Mastermind Groups and World Domination…Mwhahaha!

October 22, 2014 by in category Employee Engagement, Leadership with 0 and 0

Msster-Mind-Groups-1When you hear “Mastermind Group” you may immediately imagine monocle-adorned supervillians sitting around a dimly lit conference room table practicing their bored monologues or maniacal laughter while caressing their pet tabby.

Well, leave your laser at home. World domination aside, Mastermind Groups are created by a group of ambitious like-minded people who love to learn and are eager to help each other solve problems while achieving great success.

We assemble Mastermind groups to help leaders or prospective leaders learn best leadership practices to apply in their own business or their own career. While many Mastermind groups are focused on business practices, that doesn’t have to be the case. Austin, Texas networking expert Bill Hibbler, coauthor of Meet & Grow Rich: How to Easily Create and Operate Your Own Mastermind Group for Health, Wealth, and More, believes Mastermind groups can help you accomplish virtually any goal, getting healthy, publishing a book or even becoming a better parent.

To get the most out of your Mastermind group, we encourage you to insist on a few basic elements.

A Commitment to Help.

The entire group has to be committed to help each other learn and apply best practices, whether through brainstorming, experience sharing or expert speakers.
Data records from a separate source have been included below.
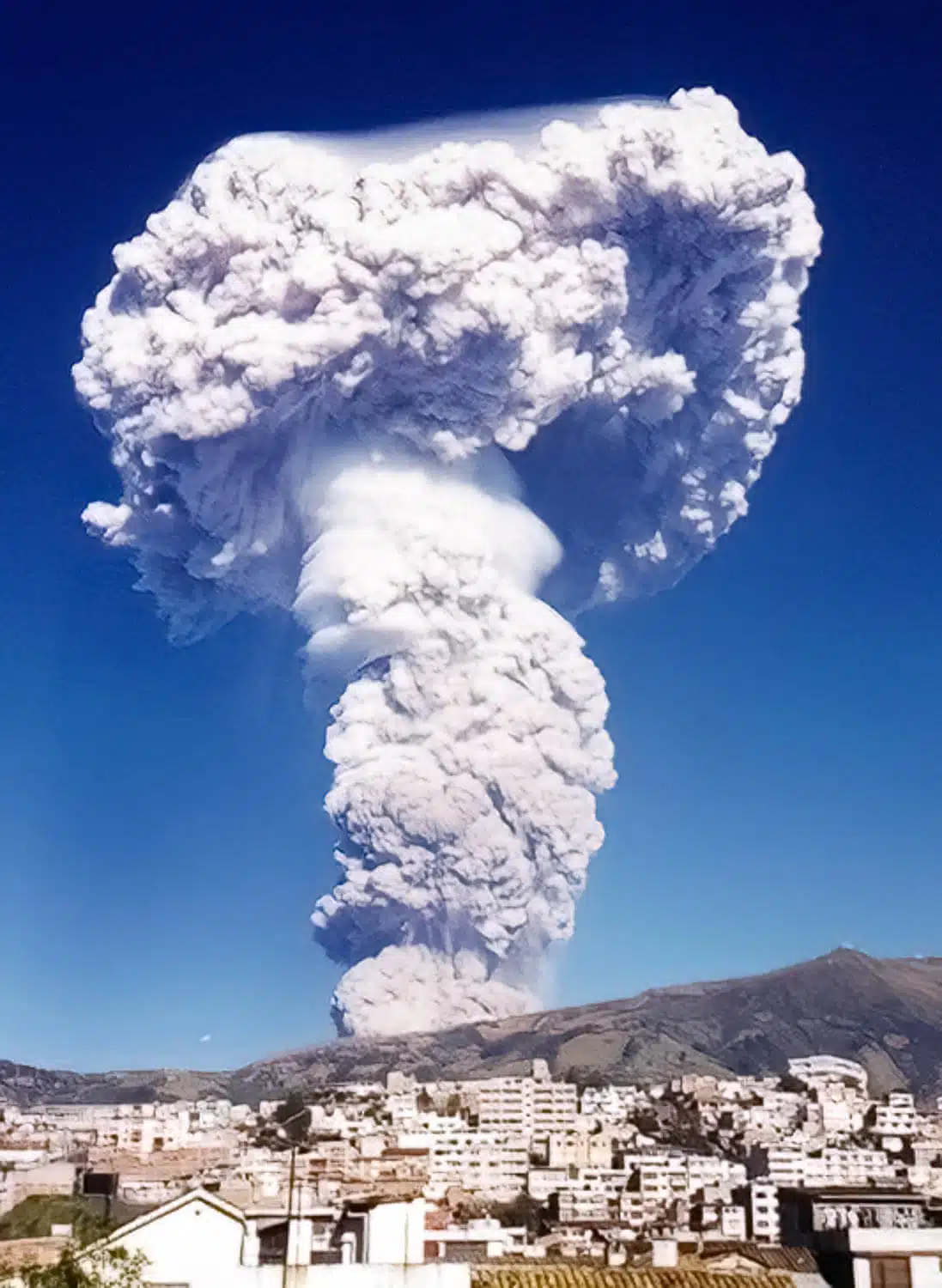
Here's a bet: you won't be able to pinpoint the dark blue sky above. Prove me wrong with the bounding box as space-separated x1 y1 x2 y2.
0 0 942 1068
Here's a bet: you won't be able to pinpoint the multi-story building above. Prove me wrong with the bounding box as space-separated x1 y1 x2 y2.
474 1060 579 1140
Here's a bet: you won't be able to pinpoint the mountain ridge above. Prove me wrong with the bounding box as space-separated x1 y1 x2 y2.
7 948 942 1107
One of our clients joined a Mastermind group simply to learn how to create a company that he could sell. Our groups meet once a month, so for 14 months, the 8-member group provided real-life experiences, advice and contacts to help him build the infrastructure he needed to meet his goal.

In the meantime, he was often on what we call the Hot Seat to keep him accountable for standardizing employee engagement and customer experience processes that made his company more attractive to purchasers.
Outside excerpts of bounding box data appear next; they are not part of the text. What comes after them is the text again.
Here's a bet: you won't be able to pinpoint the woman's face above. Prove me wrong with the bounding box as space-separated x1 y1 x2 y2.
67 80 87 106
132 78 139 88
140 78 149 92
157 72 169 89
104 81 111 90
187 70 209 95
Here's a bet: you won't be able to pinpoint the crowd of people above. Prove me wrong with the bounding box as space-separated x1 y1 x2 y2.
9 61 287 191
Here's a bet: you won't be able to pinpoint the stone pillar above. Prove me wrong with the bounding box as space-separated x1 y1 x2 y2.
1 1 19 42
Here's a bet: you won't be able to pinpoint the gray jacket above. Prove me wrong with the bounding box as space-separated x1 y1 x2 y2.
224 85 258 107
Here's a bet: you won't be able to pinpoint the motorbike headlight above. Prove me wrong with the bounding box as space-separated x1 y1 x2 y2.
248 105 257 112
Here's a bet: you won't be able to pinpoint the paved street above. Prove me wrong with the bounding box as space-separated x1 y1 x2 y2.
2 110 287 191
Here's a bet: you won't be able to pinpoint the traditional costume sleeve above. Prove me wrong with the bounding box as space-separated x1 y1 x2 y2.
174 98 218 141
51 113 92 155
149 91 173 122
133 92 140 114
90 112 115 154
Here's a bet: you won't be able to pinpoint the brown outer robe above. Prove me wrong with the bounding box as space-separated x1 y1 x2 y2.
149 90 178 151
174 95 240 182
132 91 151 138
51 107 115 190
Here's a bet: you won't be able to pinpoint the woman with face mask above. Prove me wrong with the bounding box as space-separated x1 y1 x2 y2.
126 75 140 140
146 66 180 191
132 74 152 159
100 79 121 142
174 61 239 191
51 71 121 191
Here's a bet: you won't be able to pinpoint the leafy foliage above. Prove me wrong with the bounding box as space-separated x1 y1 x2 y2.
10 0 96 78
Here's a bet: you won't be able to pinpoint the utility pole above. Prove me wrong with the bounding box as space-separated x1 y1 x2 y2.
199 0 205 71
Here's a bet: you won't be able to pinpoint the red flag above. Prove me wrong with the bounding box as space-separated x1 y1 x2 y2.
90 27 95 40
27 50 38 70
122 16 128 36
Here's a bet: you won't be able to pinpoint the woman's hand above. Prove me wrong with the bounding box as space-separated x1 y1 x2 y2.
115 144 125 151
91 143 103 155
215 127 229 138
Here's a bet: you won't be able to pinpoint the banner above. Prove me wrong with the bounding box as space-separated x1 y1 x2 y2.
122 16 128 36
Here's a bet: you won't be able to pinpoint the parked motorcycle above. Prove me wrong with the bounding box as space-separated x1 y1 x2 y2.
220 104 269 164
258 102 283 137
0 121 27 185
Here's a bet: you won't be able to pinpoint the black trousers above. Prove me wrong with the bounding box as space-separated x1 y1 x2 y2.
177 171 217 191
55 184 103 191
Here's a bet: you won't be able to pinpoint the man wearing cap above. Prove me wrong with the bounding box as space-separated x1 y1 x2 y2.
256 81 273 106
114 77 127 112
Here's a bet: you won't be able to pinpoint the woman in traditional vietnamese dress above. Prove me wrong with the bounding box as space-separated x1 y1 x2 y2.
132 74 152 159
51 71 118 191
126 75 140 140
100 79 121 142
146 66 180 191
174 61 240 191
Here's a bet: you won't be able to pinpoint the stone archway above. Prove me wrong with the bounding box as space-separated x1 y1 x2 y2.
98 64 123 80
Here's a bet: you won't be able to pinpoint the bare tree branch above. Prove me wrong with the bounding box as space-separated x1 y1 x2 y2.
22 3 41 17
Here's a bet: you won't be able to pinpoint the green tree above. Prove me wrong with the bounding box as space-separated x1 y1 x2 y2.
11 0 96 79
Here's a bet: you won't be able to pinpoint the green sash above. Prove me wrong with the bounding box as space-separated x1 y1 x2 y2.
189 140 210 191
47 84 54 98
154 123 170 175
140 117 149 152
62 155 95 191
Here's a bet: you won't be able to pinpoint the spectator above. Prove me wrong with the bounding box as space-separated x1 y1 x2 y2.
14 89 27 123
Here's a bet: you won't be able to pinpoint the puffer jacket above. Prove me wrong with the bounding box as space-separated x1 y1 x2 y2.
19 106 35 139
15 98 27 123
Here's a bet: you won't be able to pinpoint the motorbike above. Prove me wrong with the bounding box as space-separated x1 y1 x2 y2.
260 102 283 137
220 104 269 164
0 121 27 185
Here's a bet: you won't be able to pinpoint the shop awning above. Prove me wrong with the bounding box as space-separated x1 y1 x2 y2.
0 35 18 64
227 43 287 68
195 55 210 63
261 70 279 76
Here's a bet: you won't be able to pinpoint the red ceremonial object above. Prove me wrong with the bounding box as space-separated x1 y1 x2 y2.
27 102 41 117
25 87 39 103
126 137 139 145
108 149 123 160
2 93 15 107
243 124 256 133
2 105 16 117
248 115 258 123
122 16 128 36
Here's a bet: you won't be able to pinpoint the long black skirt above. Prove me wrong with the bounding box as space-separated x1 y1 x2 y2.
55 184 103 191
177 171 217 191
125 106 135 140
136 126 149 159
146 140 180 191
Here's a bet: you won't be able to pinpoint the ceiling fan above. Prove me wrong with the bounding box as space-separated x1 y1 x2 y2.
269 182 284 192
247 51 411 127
Recently, he sold his company for several million dollars, achieving the success he sought.

Clarity of Purpose

Like your business, it’s important your Mastermind group have a written purpose. In other words, what is your mission and vision for the group? Make sure it’s written to keep everyone focused.
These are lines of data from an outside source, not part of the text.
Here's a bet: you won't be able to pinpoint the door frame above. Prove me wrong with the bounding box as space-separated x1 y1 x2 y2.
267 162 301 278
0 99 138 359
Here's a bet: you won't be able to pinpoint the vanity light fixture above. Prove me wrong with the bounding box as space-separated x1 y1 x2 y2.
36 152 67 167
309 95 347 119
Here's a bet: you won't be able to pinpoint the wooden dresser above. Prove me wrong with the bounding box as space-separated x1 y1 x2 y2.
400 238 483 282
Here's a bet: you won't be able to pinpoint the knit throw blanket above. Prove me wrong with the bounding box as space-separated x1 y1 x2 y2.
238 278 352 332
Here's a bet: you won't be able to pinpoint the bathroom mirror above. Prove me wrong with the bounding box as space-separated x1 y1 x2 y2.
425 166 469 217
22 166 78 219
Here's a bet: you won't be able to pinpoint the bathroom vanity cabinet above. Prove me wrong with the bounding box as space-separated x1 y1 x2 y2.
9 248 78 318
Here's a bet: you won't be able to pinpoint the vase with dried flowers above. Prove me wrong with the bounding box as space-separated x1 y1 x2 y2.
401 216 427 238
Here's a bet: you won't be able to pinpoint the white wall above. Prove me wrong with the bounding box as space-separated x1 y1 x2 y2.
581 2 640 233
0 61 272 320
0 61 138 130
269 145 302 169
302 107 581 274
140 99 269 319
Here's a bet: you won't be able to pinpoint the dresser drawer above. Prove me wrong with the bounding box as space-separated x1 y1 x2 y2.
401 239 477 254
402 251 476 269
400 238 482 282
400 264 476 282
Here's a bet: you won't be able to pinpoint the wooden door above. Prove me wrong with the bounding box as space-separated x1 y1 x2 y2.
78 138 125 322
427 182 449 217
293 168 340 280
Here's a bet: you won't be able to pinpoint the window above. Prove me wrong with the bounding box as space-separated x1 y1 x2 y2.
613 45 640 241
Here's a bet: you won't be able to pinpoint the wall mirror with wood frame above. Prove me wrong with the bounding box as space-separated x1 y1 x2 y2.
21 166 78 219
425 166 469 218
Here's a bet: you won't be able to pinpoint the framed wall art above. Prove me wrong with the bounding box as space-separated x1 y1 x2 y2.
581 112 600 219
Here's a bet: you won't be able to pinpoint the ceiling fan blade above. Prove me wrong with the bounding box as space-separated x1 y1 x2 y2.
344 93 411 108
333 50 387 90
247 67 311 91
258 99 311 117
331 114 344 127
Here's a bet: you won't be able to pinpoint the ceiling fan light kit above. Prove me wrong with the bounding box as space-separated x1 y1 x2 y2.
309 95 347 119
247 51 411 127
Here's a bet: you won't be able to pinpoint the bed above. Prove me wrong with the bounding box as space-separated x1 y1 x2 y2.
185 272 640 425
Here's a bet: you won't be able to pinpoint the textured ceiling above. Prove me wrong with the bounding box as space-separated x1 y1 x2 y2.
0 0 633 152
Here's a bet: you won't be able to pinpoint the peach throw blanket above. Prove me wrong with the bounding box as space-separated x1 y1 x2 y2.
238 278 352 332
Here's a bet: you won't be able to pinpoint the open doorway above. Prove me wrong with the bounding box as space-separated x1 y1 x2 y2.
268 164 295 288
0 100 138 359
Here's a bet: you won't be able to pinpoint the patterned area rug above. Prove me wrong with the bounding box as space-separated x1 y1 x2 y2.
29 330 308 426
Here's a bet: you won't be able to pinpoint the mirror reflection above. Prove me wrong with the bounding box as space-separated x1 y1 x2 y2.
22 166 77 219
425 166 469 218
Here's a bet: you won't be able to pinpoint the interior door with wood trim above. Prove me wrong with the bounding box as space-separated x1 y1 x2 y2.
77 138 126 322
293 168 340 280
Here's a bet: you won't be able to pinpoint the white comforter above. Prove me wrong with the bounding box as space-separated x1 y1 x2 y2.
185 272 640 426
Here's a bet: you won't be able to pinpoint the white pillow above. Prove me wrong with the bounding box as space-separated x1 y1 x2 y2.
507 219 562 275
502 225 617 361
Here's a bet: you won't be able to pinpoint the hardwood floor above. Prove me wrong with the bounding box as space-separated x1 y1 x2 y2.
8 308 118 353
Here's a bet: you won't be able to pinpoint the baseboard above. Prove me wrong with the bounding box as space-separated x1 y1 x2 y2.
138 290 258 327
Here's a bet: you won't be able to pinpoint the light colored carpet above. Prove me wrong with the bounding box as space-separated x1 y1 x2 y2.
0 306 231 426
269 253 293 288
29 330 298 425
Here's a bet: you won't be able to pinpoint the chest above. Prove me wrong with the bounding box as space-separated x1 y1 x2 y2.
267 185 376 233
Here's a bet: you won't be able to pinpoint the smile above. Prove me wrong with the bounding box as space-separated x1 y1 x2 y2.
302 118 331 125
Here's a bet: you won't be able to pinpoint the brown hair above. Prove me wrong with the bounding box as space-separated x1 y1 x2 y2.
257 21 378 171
Speaking of focused, a set of ground rules can enhance the value every member gets from the group. They can be hardline or more lax, but I recommend a couple of basic tenants:

  • Attendance is important. As in my first tip, it demonstrates that commitment to helping each other. Some groups allow one miss a year, some are more loose with a “three strikes, you’re out” policy.
  • Confidentiality is key. Members won’t share important topics to their success unless they know that what’s said in the group, stays in the group.

Create a Format.

Our first groups still meet in person, while our newer groups will use a videoconferencing format combined with conference calls. This provides members with access to members who are across the country or even other parts of the world.

Every meeting follows a similar agenda. Our Mastermind groups:

  • Start with updates from every member, to let everyone know the most important changes that have occurred since the previous month.
  • Then, someone takes the Hot Seat, explaining a challenge they face in their business and asking for input from the other members of the group.
  • We implement a group learning, discussing best practices around a particular leadership quality or process.
  • Finally, we close each group with our Accountability Commitment allowing the other members of the group to help each member hold others accountable to moving forward with their goals or implementing a practice they may not be currently.

Accountability

We’ve all been there. We’ve heard a fantastic corporate speaker or attended a seminar where we learned new and exciting practices. We’re committed to implementing this new learning or tactic. Then life gets in the way. We get busy and revert to our old way of doing things rather than championing best practices in our organization.

The Mastermind format encourages accountability. At the end of every meeting, each member commits to an action and the group holds them accountable from month to month. Anything less is a waste of everyone’s time.

One of our Mastermind members joined the group when she inherited her company from her parents. The company was barely making payroll each month and had never been profitable. One year later, her revenues are over $10 million and the company is profitable for the first time in its 26-year history. She was able to strengthen the disciplines she had weaknesses and focus on what she did well. Because her group held her accountable.

Group Chemistry

Make sure you have diverse backgrounds for your Mastermind group. This diversity ensures you have members with different perspectives and accomplishments in order to be more useful to broaden each member’s creative thinking.

For example, for our Mastermind groups, we make sure there are no competitors in the same group. We provide a moderator and processes for things like making decisions and settling conflicts. Because of our ground rules, our groups tend to bond quickly, share confidences and trust each other. Many end up working with each other outside the group or networking new business opportunities for each other.

You can achieve business success on your own. Your Mastermind group simply gets you there faster––without the capital investment in a death ray.